E’, quindi, evidente che il termine di fase di cui all’art. 303, co. 1, c.p.p., stante la diversa cornice edittale esistente tra i due reati, è di mesi sei per il Ciummo e di mesi tre per il Rumolo.

Per tutti gli altri reati, il termine di fase è di mesi tre perché puniti, tenuto conto della norma vigente al momento del fatto e prima delle modifiche introdotte dalla L. n. 190/2012, con pena non superiore nel massimo ad anni sei di reclusione.

Essendo stata la misura eseguita il 15.1.2016, pacificamente vi è la decorrenza dei termini di custodia cautelare alla data del 14.4.2016 per tutti i reati, ad eccezione di quello contestato al Ciummo al capo A) della rubrica.

Tuttavia, per detto reato, va accolta l’istanza della difesa di Ciummo e del P.M. per Rumolo di revoca della misura per carenza dei gravi indizi di colpevolezza.

Il Tribunale del Riesame di Napoli, con ordinanze rese nei confronti degli altri due soggetti ritenuti associati (De Siano Domenico e Antifono Salvatore), ha revocato la misura per carenza dei gravi indizi di colpevolezza, ritenendo che, dalle fonti di prova raccolte, emerga “esclusivamente un accordo tra i quattro imputati (De Siano, Rumolo, Ciummo e Antifono) destinato alla commissione di una pluralità di reati “determinati” di corruzione e turbativa d’asta che, tuttavia, non appare inquadrarsi in un più ampio programma criminoso, destinato a protrarsi nel tempo e di carattere indefinito e tale, quindi, da configurare un vincolo associativo che prescinda alla commissione dei reati presi di mira”».

Nel prosieguo dell’ordinanza il gip si dice d’accordo su quanto prodotto e deciso dal collegio del riesame: «Orbene, condivise le argomentazioni sviluppate dal Tribunale del Riesame, la misura applicata al Ciummo e al Rumolo per l’associazione per delinquere va revocata per carenza dei gravi indizi di colpevolezza.

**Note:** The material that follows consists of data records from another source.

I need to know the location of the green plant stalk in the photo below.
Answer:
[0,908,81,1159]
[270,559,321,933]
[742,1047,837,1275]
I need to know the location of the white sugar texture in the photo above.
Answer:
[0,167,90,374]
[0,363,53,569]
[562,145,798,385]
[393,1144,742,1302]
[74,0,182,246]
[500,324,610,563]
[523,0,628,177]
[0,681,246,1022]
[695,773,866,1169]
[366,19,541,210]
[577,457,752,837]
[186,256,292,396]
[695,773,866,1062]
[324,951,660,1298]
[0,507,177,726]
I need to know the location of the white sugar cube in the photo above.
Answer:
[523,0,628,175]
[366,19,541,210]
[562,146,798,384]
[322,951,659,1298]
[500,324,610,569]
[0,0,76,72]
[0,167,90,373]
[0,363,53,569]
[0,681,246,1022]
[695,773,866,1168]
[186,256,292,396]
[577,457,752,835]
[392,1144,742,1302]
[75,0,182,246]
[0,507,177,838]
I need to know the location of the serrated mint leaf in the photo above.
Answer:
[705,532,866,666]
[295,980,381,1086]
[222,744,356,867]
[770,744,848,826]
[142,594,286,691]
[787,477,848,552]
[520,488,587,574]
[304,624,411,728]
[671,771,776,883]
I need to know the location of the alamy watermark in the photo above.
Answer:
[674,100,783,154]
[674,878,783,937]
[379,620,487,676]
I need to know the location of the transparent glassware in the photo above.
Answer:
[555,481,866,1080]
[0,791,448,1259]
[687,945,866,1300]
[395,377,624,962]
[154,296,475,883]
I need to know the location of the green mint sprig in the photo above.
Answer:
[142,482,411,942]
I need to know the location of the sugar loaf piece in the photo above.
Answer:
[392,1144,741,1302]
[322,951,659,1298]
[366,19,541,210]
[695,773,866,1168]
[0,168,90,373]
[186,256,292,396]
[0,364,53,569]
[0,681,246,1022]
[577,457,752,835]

Pertanto deve essere dichiarata l’inefficacia, previa revoca della misura per l’associazione per delinquere nei confronti del Ciummo e del Rumolo, della misura cautelare degli arresti domiciliari nei confronti di entrambi gli indagati per decorrenza del termine di fase in data odierna (ciò in applicazione della regola posta dall’art. 297, co lo, c.p.p., come interpretata dalla prevalente giurisprudenza, secondo cui, ai fini del computo dei termini di custodia cautelare, si deve calcolare il giorno di inizio della stessa, con deroga alla previsione generale, sicché il termine a mesi deve ritenersi scaduto il giorno immediatamente precedente a quello corrispondente al giorno di inizio.

Applicazione della misura cautelare dell’obbligo di dimora. Permangono, nei confronti di Ciummo Vittorio e Rumolo Oscar, le esigenze cautelari, come ravvisate nel provvedimento applicativo della misura diventata inefficace, di guisa che appare necessario applicare la misura dell’obbligo di dimora,

richiesta dal P.M., in sostituzione della misura degli arresti domiciliari, nei due pareri pervenuti in data 13 e 14 aprile 2016.

Il tempo trascorso dai fatti non appare, tenuto conto delle gravi e numerose fattispecie criminose di corruzione e turbata libertà degli incanti contestate e dell’assenza di elementi idonei a mutare il quadro cautelare, idoneo a determinare il venir meno dell’attualità del pericolo di reiterazione di reati della stessa indole».

A fronte di questi aspetti che sono stati elencati nell’ordinanza, che è molto dettagliata nell’analizzare le norme che si sono succedute nel tempo e alcune di esse non sono state del tutto approfondite dalla Suprema Corte di Cassazione, il gip Gallo ha cassato l’ordinanza cautelare dei domiciliari e disposto l’obbligo di dimora senza alcuna altra “penalità”. Rimanendo ferme quelle altre misure di obbligo di firma alla polizia giudiziaria per coloro che ne erano stati destinatari dal gip della misura.